If we do permit vivisection, here if anywhere we are under the most stringent minimum obligations. The very least we must make sure of is that no experiment is ever duplicated, or careless, or done for mere teaching’s sake or as a substitute for thinking. Knowing how often, in every other sphere, pseudo-work proliferates in order to fill time and jobs, and how often activity substitutes for thought, and then reading the official statistics about vivisection, do you truly believe we do make sure? (The National Anti-Vivisection is at 51 Harley Street, W.1.) 
 

Our whole relation to animals is tinted by a fantasy—and a fallacy—about our toughness. We feel obliged to demonstrate we can take it; in fact, it is the animals who take it.

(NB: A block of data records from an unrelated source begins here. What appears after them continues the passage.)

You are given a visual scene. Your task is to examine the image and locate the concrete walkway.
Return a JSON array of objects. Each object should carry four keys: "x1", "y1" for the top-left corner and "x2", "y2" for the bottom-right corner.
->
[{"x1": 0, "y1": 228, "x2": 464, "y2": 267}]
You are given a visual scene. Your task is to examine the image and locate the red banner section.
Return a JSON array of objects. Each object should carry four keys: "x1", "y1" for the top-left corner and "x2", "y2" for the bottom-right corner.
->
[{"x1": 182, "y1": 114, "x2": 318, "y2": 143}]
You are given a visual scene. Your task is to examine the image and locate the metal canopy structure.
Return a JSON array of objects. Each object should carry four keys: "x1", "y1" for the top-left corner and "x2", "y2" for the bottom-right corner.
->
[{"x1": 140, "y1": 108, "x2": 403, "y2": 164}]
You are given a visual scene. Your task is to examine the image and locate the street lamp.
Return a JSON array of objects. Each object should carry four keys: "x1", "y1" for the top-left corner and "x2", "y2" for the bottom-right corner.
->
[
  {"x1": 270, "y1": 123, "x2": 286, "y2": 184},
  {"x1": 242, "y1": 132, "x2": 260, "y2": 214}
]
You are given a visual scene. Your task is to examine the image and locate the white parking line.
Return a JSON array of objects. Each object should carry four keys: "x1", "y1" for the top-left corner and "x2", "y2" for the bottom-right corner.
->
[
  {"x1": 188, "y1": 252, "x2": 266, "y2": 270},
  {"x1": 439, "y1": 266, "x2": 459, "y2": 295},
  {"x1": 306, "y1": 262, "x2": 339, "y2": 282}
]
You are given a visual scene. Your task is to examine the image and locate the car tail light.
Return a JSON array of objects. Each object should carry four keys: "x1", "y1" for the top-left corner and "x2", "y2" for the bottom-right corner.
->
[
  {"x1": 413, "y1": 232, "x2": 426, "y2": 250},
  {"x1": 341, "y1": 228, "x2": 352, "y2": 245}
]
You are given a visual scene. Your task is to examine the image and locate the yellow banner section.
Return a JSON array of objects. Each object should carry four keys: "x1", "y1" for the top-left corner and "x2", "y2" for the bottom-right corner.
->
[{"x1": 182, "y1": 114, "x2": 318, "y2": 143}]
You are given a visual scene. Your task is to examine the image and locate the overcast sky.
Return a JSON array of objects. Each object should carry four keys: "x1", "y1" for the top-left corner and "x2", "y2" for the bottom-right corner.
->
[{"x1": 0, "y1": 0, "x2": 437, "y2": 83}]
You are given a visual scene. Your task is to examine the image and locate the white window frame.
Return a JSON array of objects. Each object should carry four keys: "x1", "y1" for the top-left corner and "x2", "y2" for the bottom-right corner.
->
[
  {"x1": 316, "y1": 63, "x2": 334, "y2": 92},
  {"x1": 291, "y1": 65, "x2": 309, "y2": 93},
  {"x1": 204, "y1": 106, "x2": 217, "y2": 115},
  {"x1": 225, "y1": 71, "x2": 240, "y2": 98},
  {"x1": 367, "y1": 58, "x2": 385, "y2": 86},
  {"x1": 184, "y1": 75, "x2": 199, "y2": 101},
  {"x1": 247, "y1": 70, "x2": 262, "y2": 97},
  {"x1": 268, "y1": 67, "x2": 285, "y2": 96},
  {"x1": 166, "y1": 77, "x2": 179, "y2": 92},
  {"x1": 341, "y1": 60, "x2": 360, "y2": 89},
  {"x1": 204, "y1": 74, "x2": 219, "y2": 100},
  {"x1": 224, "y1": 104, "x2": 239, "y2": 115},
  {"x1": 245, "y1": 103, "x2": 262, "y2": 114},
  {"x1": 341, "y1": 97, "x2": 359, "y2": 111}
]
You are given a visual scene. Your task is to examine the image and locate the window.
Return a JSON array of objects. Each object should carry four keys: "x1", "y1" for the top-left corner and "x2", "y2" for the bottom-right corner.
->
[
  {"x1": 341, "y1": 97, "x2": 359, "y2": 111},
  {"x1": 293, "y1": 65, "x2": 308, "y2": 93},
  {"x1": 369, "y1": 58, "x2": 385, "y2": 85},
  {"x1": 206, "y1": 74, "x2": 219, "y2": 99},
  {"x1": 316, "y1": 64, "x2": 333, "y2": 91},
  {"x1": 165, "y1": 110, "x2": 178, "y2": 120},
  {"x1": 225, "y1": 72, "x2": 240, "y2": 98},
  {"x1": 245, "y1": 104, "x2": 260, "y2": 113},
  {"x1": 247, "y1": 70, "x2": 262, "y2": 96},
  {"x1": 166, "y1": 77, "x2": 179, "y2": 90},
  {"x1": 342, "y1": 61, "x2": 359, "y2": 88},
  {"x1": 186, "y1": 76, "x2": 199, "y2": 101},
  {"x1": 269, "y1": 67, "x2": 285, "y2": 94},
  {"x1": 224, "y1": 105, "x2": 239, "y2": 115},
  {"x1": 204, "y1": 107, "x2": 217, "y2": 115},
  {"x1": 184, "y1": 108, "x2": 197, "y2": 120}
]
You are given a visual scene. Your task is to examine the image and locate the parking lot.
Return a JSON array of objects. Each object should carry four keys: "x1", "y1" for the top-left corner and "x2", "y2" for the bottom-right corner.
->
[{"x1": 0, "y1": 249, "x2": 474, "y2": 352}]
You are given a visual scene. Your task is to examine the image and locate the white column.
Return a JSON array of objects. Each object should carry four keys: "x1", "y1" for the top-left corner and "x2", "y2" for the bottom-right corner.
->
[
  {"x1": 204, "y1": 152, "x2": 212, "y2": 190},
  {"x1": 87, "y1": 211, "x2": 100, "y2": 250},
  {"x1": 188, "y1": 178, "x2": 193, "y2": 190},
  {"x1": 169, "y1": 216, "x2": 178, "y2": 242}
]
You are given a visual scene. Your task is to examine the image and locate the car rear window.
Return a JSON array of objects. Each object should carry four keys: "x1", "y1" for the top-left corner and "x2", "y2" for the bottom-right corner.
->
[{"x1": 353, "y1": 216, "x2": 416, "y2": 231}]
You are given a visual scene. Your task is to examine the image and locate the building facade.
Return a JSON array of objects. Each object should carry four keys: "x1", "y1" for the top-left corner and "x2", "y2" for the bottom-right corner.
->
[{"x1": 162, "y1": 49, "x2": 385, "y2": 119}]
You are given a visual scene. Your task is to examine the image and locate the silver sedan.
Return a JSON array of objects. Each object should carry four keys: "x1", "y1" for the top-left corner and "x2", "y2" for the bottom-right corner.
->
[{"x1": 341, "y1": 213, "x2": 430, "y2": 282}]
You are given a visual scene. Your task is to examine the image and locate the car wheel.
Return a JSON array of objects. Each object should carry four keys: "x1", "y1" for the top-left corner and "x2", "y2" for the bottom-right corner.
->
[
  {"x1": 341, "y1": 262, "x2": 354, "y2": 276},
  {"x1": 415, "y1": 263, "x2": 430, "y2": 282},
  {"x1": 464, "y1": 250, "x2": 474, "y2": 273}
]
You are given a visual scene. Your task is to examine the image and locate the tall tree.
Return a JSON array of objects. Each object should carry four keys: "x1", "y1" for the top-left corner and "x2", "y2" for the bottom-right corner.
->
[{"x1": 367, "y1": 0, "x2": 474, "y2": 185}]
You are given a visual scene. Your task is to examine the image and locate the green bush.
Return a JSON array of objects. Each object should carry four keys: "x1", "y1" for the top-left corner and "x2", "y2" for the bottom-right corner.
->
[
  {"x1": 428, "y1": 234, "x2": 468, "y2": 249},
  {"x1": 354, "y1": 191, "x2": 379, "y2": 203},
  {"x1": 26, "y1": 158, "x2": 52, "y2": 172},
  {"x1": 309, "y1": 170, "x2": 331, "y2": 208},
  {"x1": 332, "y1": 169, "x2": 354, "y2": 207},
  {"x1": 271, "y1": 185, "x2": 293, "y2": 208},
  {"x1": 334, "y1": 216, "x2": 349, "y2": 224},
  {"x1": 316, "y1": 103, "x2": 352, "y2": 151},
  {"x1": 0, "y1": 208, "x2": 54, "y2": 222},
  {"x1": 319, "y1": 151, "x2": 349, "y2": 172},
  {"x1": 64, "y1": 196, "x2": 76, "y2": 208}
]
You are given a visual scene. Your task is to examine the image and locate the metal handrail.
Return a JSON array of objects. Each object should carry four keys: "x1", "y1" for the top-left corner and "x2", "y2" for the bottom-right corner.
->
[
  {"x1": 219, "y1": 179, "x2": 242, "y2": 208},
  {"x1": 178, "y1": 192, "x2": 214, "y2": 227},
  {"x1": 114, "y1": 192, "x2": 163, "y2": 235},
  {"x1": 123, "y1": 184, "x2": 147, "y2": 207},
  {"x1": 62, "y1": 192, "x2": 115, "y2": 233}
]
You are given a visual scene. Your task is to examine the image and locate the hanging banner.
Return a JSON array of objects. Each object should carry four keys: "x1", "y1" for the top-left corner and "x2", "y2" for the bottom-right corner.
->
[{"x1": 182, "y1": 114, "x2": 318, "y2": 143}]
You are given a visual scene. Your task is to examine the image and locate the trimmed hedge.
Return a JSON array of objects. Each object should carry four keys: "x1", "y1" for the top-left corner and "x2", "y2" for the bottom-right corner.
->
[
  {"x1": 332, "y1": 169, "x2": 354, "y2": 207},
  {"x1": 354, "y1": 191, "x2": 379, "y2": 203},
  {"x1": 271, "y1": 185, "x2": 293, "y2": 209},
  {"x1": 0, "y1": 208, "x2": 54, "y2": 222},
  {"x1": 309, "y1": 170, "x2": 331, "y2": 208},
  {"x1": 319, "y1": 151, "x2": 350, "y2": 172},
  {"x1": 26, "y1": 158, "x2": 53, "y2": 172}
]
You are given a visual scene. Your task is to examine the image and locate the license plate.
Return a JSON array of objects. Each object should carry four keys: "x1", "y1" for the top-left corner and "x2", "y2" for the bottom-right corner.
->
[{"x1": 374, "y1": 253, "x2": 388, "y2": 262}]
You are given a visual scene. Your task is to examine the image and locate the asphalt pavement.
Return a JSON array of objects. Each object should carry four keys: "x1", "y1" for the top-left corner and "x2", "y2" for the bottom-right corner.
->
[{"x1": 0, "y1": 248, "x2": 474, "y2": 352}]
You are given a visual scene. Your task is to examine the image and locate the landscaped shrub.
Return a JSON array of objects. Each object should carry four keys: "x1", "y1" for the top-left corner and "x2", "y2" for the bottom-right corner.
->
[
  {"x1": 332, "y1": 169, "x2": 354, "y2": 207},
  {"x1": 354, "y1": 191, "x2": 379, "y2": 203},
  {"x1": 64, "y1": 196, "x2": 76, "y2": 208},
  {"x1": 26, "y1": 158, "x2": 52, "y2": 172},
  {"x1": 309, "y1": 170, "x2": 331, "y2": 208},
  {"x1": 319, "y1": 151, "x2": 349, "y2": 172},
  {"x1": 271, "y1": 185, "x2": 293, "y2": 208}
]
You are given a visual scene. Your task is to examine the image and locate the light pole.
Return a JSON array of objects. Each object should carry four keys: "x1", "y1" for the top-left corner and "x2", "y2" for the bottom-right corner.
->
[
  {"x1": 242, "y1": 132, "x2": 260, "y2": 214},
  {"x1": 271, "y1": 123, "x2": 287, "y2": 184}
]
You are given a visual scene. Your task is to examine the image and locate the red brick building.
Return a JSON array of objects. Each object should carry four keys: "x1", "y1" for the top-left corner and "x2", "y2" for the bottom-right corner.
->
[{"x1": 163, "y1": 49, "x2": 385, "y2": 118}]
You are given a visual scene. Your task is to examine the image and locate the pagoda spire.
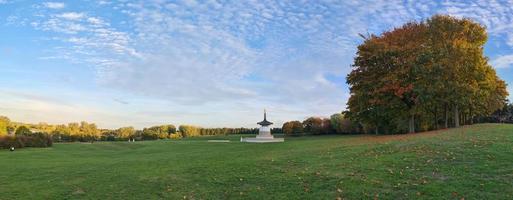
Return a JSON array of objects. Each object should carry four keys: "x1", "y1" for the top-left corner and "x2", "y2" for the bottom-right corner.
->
[{"x1": 257, "y1": 109, "x2": 273, "y2": 126}]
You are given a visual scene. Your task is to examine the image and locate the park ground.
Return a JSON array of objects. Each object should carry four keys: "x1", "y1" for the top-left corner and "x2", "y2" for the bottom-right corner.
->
[{"x1": 0, "y1": 124, "x2": 513, "y2": 199}]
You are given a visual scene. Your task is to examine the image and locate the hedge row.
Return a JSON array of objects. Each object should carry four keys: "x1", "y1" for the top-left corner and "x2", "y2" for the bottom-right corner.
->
[{"x1": 0, "y1": 133, "x2": 53, "y2": 149}]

So shy are we of seeming sentimental that we often disguise our humane impulses under ‘realistic’ arguments: foxhunting is snobbish; factory-farmed food doesn’t taste so nice. But foxhunting would still be an atrocity if it were done by authenticated, pedigreed proletarians, and so would factory- farming even if a way were found of making its corpses tasty. So, incidentally, would slavery, even if it were proved a hundred times more economically realistic than freedom.
 

The saddest and silliest of the superstitions to which we sacrifice animals is our belief that by killing more of them we ourselves somehow live more fully. We might live more fully by entering imaginatively into their lives. But shedding their blood makes us no more full-blooded. It is a mere myth, often connected with our myth about the savoir vivre and sexiness of the sunny south (which is how you managed to transform me into a frustrated British virgin in Florence). There is no law of nature which makes savoir vivre incompatible with ‘live and let live’. The bull-fighter who torments a bull to death and then castrates it of an ear has neither proved nor increased his own virility; he has merely demonstrated that he is a butcher with balletic tendencies.
 

Superstition and dread of sentimentality weight all our questions against the animals. We don’t scrutinise vivisection rigorously—we somehow think it would be soft of us to do so, which we apparently think a worse thing to be than cruel. When, in February of this year, the House of Lords voted against a Bill banning animal acts from circuses, it was pointed out that animal trainers would lose their jobs. (Come to think of it, many human trainers must have lost theirs when it was decided to ban gladiator acts from circuses.) No one pointed out how many unemployed acrobats and jugglers would get jobs to replace the animals. (I’m not, you see by the way, the sort of killjoy who wants to abolish the circus as such.)
 

Similarly with the anthropomorphism argument, which works in both directions but is wielded in one only. In the same House of Lords debate, Lady Summerskill, who had taken the humane side, was mocked by a noble lord on the grounds that were she shut up in cage she would indeed suffer from mortification and the loss of her freedom, but an animal, not being human, wouldn’t. Why did no one point out that a human in such circumstances, dreadful as they are, would have every consolation of the human intellect and imagination, from reading books to analysing his circumstances and writing to the Home Secretary about them, whereas the animal suffers the raw terror of not comprehending what is being done to it?
 

In point of fact, I am the very opposite of an anthropomorphiser. I don’t hold animals superior or even equal to humans. The whole case for behaving decently to animals rests on the fact that we are the superior species. We are the species uniquely capable of imagination, rationality and moral choice—and that is precisely why we are under the obligation to recognise and respect the rights of animals.